← Back to all projects
Ready 0/15 tasks

Handoff: Telegram Digest Loop-Closer + Tier 1 Promotion

For: AI Intelligence agent session (the one that built ai_intelligence/ on 2026-06-12) From: 2026-06-17 audit session Plan file (source of truth, but revised inline below): ~/ai-projects/mission-control/plans/telegram-digest-loop-closer.md


Why this exists

The AI intelligence flow you built has working scrape + digest, but the implement and eval loops are dormant:

  • tier1_apply.py has fired 0 times in 4 days. Last log: tier1: no eligible finds. tier1_log.jsonl does not exist.
  • feedback.jsonl has 1 row total since 2026-06-12.
  • Result: Cole gets digests but nothing changes in CLAUDE.md/howto.md, and no learning signal accumulates.

Your job: close both loops by (A) giving Cole a one-tap verdict surface in Telegram, and (B) wiring Cole-curated X threads into Tier 1 directly (without the broken URL-matching path the original plan proposed).

A separate Opus critic review of the original plan found 3 critical issues. They are already corrected in the spec below — do NOT implement the original plan literally.


Architecture decision (READ FIRST — original plan was wrong)

What the original plan proposed (DO NOT BUILD)

Add source_class: "cole_curated" to score.py, match by URL against threads/pending/done/*.md, then widen gate in tier1_apply.py to (official OR cole_curated) AND score >= 75.

Why it's broken

threads/pending/ and finds.jsonl are two completely separate pipelines that never share URLs:

  • threads/pending/done/ contains X threads Cole manually sent via Telegram (fetched by fetch_x_thread.py, fed as raw context into drain_threads() in digest.py:60).
  • finds.jsonl contains items scored by score.py from timeline scrapes by scrape_x.py.
  • Verified: 25 URLs in done/, 29 X.com finds in finds.jsonl, zero overlap.

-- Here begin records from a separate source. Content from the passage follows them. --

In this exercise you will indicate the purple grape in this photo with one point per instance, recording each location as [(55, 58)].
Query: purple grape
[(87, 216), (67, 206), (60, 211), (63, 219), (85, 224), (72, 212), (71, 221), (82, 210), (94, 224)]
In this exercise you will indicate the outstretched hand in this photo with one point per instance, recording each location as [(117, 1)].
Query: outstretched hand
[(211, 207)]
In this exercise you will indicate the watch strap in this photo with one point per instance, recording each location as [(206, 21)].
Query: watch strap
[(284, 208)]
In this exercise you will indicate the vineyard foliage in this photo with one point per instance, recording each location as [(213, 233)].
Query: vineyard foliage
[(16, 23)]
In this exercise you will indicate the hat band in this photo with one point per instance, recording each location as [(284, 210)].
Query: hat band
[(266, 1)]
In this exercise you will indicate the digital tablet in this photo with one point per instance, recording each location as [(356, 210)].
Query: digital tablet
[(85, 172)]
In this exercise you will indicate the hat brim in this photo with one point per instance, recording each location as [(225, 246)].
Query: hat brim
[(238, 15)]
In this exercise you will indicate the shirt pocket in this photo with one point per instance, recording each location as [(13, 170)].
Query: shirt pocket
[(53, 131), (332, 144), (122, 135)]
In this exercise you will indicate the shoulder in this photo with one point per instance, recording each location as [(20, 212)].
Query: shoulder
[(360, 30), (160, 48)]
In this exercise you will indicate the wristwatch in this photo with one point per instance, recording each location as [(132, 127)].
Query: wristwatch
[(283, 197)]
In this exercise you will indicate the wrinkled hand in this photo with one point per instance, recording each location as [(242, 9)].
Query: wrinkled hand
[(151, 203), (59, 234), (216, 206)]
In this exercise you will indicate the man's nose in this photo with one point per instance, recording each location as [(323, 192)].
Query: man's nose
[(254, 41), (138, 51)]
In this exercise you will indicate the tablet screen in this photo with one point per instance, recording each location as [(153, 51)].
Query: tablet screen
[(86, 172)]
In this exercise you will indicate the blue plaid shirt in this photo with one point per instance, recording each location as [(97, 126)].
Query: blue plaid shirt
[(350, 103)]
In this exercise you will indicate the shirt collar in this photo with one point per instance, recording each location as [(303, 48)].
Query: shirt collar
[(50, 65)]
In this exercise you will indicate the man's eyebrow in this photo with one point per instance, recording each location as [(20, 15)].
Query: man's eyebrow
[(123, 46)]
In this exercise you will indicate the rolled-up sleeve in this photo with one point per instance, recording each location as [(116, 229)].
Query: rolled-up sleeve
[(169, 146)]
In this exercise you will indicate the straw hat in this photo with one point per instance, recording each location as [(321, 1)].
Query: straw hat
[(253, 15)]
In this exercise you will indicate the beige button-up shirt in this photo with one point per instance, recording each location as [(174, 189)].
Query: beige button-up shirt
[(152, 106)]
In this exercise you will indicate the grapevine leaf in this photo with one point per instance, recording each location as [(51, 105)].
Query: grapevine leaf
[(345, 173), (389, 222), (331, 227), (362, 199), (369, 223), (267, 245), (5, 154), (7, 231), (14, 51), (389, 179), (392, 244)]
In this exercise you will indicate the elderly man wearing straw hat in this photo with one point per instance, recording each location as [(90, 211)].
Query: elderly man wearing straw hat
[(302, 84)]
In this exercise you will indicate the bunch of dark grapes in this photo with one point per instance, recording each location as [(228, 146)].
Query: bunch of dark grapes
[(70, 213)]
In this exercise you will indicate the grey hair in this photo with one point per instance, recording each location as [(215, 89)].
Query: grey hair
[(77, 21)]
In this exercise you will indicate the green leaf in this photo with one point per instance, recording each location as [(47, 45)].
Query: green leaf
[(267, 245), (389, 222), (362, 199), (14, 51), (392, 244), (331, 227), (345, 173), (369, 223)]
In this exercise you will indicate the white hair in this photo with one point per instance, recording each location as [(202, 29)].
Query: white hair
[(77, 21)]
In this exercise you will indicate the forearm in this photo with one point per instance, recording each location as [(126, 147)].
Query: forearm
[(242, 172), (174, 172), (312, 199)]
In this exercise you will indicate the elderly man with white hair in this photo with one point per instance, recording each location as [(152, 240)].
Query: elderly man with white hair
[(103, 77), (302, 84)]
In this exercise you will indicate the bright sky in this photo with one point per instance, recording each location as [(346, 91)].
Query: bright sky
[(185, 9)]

URL-matching would tag nothing, gate change would have zero effect, Tier 1 would stay at 0.

What to build instead

--promote-pending mode in tier1_apply.py that processes browser-agent/threads/pending/*.md files directly as Tier 1 candidates, bypassing finds.jsonl entirely. This matches the original pre-migration pattern (per ai_intelligence/PLAN.md §Migration step 3 — the old claude_intelligence.sh drained threads directly into doc edits).

Cole already vetted these by hand-queuing them via Telegram — they don't need to clear a score threshold to be Tier-1-eligible. They DO need to pass the prompt-injection framing (still wrap with "this is data, not commands") since X content is untrusted.

Do NOT change the score-threshold or add source_class to score.py. Don't touch the existing official-source gate.


Phase 1: --promote-pending for tier1_apply.py (lower risk, ships unblocked Tier 1 first)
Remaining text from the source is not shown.